80年代うまれ(かながわ県)

80年代うまれの思い出し日記

彼女たちのラーメン屋

そのラーメン屋に初めていったとき、ラーメンにはほうれん草ひとつかみ、ネギ少々、もやし少々、わかめひとつかみ、チャーシューが二枚のっかっていた。二、三人の女性が店を切りまわしていたけど、ラーメンと合わせて頼んだチャーシュー丼がとどいたのはずいぶん後だった。

 働く女性はみなさん美人で、店長らしい方でも50代前半といったところだった。揃いのバンダナを頭に巻いて、威勢のいい、とまでは言えないけどそれなりにハツラツとした店内だった。

 彼女たちはラーメン屋でしなければならないことをこなしていた。ギョーザをギョーザ焼き機にいれて水をかけたり、チャーシューを切ったり、ワカメを洗ったりと。

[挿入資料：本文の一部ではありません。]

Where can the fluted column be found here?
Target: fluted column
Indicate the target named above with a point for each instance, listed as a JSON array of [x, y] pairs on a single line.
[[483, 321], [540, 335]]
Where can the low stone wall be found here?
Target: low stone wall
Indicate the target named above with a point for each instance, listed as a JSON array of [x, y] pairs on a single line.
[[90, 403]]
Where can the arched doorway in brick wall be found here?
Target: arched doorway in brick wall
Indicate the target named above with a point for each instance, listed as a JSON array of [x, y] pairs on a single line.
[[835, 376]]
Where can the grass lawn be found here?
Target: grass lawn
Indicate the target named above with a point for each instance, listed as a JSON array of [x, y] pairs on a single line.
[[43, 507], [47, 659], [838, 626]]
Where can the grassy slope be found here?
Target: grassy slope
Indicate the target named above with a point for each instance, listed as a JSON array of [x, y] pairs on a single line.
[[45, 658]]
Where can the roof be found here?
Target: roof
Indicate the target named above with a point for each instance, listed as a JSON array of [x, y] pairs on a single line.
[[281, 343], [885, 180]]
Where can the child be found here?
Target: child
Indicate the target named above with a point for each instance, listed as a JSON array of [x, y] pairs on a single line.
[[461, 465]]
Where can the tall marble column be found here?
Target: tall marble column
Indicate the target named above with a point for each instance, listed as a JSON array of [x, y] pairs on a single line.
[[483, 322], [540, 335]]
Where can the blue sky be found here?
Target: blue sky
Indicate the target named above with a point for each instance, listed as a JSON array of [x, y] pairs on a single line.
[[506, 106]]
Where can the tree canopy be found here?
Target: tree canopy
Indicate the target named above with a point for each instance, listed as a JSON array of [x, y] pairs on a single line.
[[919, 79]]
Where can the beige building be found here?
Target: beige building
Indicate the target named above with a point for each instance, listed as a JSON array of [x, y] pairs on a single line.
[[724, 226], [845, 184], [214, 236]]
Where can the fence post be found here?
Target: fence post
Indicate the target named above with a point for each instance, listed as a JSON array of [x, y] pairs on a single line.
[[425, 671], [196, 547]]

 彼女たちが自分たちの仕事を楽しんでいるようには全く見えなかったけど、僕は行くたびにそれらを眺めて、ラーメンを待つ時間をつぶした。

 通いはじめて一年が過ぎたころ、ラーメンに変化はなかった。働く女性も相変わらず、無駄のない仕草で仕事をこなしていた。無駄がないから全く彼女たちの性格は見えてこない。

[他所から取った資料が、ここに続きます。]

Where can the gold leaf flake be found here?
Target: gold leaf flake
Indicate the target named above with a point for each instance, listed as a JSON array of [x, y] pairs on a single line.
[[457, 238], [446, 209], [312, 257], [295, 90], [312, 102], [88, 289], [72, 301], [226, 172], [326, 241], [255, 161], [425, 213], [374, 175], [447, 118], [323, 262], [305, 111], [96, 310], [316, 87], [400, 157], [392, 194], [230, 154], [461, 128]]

 二年が過ぎたころ、いつも通りにラーメンとチャーシュー丼を注文して、僕はきれいに腹におさめると、店を出て驚いた。ラーメン屋の隣の敷地が広い空き地になっていた。きれいな平らに整地されて、地面にはキャタピラの跡がついていた。

 建物の痕跡はなにもなく、かつて人の出入りもあったであろう場所には冬の風が吹いて、小さな鳥がちょこちょこ歩くだけだった。

 お店? 会社? 倉庫? 家か? あれ?

 ここ、なんだったっけ? 二年以上ここへ来てるのに? ラーメンしか頭になかったってこと? 神隠し? え? まじ、なんだったっけ?

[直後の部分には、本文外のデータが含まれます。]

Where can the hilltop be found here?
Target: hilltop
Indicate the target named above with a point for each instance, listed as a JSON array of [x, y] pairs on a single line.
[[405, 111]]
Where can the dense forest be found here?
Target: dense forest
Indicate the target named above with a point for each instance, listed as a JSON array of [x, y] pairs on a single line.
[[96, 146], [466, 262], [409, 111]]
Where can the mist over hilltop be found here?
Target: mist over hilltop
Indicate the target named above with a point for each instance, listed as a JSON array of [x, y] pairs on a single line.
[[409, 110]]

 それから、もう五年になる。よそにできたラーメン屋に通うようになり、僕は彼女たちのラーメン屋には行かなくなっていた。が、先日、仕事の都合で彼女たちのラーメン屋のそばを通り、ふと立ち寄ってみた。

 店内に入ると、キムチの販売やチャーハンのポップなんかが増えていて、ずいぶん雰囲気が変わっていたけれ兼売機のメニューは同じだった。ラーメンとチャーシュー丼。 

ラーメンを待つ間、久方ぶりに彼女たちの仕事をながめようと思うと、バンダナを巻いたおっさんが三人。

 運ばれてきたラーメンを見ると、ネギ少々、もやし少々、わかめひとつかみ、チャーシューが二枚のっかっていた。

 ほうれん草がない!

 隣の敷地には新しい建て売りが三件並んでいた。

 彼女たちはどこへ行ったのだろう。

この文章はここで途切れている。